Thus we sit here in the diet, look and see with loving joy, how the princes and lords together with all the estates of the realm sing merrily and live happily. But we have particular joy when we see them swagger knight-fashion, brandish their bills, and run down all opposition, that victory and honor may be theirs against corn and malt. We wish them all hail and luck, that every one of them may be speared on a fence rail. And I hold that such are the sophists and papists, with their sermons and essays. I must have them all before me in one company, that I may hear their lovely voices and sermons, and behold how very useful they are to examine whatever there is on earth, while they kick from too much leisure. To-day we have heard the first nightingale, for hitherto it would not trust in April. And we have had delightful weather, no rain, save yesterday a little. With you it has been different, perhaps. And now good-bye ; keep our house in good order. From the diet of the jack-daws, April 28, 1530.
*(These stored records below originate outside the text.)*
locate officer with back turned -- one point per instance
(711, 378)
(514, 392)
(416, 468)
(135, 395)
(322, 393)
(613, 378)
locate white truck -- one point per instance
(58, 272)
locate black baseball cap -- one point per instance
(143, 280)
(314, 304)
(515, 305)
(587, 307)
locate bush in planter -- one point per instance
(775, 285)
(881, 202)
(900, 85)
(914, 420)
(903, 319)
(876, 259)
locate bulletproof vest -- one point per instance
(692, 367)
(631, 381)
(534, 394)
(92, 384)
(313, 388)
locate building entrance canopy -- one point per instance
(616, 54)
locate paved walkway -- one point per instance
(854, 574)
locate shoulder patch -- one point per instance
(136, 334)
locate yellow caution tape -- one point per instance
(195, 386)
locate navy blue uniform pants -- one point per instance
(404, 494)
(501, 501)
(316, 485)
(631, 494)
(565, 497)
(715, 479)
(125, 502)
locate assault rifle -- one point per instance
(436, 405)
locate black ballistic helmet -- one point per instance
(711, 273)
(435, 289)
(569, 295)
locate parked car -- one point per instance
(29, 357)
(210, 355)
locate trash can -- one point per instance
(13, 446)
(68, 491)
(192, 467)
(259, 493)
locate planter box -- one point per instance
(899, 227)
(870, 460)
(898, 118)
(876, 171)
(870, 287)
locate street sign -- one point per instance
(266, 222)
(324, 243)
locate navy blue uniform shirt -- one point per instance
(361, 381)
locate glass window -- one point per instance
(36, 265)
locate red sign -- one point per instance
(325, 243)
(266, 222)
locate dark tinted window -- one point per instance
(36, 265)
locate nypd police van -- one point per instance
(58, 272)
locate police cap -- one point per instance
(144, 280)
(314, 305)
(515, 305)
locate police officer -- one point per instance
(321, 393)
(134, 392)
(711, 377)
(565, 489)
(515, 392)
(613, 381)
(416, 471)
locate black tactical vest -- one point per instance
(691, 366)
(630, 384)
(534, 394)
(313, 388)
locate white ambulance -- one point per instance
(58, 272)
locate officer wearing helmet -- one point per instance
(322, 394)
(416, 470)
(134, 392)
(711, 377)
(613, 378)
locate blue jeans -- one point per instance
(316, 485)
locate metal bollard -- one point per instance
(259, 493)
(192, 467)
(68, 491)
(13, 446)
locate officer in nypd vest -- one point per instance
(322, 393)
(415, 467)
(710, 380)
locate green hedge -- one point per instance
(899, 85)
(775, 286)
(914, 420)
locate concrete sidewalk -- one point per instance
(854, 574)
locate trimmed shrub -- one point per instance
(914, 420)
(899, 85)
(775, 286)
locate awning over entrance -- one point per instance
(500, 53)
MARTINUS LUTHER, D. From the same exile, as he called it, he wrote the famous letter to his son John,-probably the prettiest letter ever received by a young boy. Another letter told in detail what kind of a seal Luther desired to have made for bis use, namely, a black cross fixed in a heart having its natural color, because the cross “does not corrupt nature ;" the heart was to stand in a white rose, and the latter in a sky blue field surrounded by a golden ring. At the same time he wrote to princes of the realm and complained bitterly to Melanchthon that he and the Protestants at Augsburg had looked to Luther. “If it is my cause, I alone will attend to it,” he said: “I will not have it that

you recognize and name me as the principal and the beginner of this cause." His wife he addressed as “my dear master, Lady Kate," and to a friend in Nuremberg he sent the address, in which he recommended the establishment of public schools together with their compulsory attendance and their support out of the public funds. He congratulated the elector of Saxony on his escape “ from the hell at Augsburg." A friend


in Augsburg was thanked for two boxes of confectionery, and was told that Luther had lost more than half his time through "a noise and rattling in the head.” The peculiar resolution finally adopted in Augsburg Luther ridiculed as “worldly wisdom ” going to show that Christ can govern “not only talkers, but also fools.” Indeed, as he had been shocked from the beginning by the absurdity of the Papal arguments, so he was now amused by the impertinent order that the gospel should remain a strictly local affair. If bis adversaries would but keep the peace, he was very glad to accept it, “ for the Turk is after us." “We will suffer and yield whatever we can. But we beg that they will not ask of us what is not in our power." To a statesman in Augsburg, Luther expressed fair hopes for political peace, and added :

The other day I saw two miracles,----the first, when I looked out of my window, the stars in heaven, together with the whole, beautiful firmament of God; and yet I saw no pillars, on which the master bad rested his vault; but the heavens did not fall, and the mighty vault still remains firm. There are those who look for the pillars, and would fain touch and feel them. Inasmuch as they cannot, they wriggle and tremble as if the skies must surely fall from no other cause than that they cannot see and hold the pillars. If they could grasp them, the firmament would stand firm. And the second miracle consisted in vast heavy clouds that hung over us with a weight that one might liken them to a vast ocean; yet they had no foundation on which they rested ; neither were they contained in a great vessel. Nevertheless they did not fall upon us, but greeted us with a wry face, and hurried off. When they had passed away, there shone forth the foundation and our arch that held them, namely, the rainbow. Forsooth, it was a delicate, thin, slender foundation and arch, that vanished in the clouds, and was rather a haze, such as one sees through colored glass.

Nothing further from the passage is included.